Laws! They’re all around us. Social norms, parental rules, rules of the road, laws of nature, local ordinances, civil laws and criminal laws at all levels–all sorts of learned and externally-created rules to live by. Some are meant to keep us safe (Remember being told not to touch the top of the stove because it was hot?), and others are for the good of the whole. The Old Testament had lots of laws, too. There are the Ten Commandments, of course, and over 600 other rules mentioned in the Pentateuch as means of achieving salvation. Leviticus reminds us of some of these. In the Gospel reading, Matthew describes the Judgment Day: The righteous shall go to the Lord’s right, and the accursed to His left; those on the left destined to eternal punishment, those on the right to eternal life. Is keeping within all the secular and religious laws– even the Ten Commandments–enough to put us on the right instead of the left on that final day? No, there’s more to it than that.
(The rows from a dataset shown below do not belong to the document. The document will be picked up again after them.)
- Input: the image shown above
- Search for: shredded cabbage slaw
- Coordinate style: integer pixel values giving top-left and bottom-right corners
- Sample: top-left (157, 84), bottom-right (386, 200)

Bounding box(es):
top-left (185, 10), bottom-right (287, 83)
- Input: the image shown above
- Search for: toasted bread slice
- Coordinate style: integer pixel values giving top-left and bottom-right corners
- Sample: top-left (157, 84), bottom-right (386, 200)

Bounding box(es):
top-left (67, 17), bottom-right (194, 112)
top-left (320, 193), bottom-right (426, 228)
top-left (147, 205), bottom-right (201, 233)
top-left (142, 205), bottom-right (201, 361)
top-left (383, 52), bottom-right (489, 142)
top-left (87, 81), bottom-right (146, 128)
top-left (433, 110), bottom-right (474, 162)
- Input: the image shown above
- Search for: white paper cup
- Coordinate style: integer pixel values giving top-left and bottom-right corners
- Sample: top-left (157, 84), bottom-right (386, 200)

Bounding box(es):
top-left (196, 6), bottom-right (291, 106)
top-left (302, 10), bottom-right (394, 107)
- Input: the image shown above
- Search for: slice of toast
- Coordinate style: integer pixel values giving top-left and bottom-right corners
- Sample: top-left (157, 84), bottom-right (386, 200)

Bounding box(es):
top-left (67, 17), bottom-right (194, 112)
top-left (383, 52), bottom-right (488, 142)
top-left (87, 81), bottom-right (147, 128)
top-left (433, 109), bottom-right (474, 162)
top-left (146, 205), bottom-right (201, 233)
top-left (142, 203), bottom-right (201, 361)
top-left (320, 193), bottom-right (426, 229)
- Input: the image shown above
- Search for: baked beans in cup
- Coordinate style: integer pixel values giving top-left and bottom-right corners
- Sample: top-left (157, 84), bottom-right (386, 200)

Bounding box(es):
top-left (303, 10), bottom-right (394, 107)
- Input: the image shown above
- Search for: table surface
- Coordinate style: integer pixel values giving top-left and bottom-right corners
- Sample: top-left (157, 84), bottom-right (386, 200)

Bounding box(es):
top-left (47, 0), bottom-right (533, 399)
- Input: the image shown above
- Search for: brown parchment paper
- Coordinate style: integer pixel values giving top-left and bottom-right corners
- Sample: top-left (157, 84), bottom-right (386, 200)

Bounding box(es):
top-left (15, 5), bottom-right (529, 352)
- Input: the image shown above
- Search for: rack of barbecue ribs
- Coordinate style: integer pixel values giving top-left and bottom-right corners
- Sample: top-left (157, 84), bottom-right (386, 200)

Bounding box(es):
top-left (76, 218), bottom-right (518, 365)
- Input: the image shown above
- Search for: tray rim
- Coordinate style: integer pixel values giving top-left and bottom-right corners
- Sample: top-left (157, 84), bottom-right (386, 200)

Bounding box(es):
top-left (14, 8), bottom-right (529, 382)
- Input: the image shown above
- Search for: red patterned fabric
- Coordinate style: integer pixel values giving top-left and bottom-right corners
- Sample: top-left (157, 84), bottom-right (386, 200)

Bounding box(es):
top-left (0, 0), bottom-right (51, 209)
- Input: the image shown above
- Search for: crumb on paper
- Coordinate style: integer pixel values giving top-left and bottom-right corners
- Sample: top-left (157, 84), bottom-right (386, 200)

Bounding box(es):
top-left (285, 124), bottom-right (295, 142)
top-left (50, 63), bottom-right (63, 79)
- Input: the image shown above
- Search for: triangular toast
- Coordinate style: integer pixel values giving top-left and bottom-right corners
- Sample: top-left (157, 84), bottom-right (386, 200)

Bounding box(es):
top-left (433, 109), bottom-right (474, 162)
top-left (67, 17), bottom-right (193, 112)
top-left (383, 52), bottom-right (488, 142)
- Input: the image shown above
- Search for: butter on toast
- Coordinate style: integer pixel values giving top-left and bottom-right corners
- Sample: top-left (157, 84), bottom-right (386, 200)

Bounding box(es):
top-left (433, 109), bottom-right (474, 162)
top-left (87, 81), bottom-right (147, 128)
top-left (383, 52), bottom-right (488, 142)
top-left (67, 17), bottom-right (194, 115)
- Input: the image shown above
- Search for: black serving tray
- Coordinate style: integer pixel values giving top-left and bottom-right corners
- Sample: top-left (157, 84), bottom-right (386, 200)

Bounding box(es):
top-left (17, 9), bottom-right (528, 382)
On February 16, our communion anthem was set to the text of Psalm 119:33: “Teach me, O Lord, the way of thy statutes: and I shall keep it unto the end.” The “way of thy statutes” is the key. It’s a mindset that involves thinking of the benefit and comfort of others before oneself. It means loving your neighbor as yourself. In Matthew 22:36-40, when asked what was the greatest of all the laws, Jesus said: “Thou shalt love the Lord thy God with all thy heart, and with all thy soul, and with all thy mind. This is the first and great commandment. And the second is like unto it; Thou shalt love thy neighbor as thyself. On these two commandments hang all the Law and the Prophets.” (This passage, called the Summary of the Law, was a standard part of the Holy Communion liturgy in the 1928 Prayer Book and is still in Rite 1 of the modern Prayer Book.)
As we discipline ourselves throughout this Lenten season, achieving that other-centric mindset is a good goal.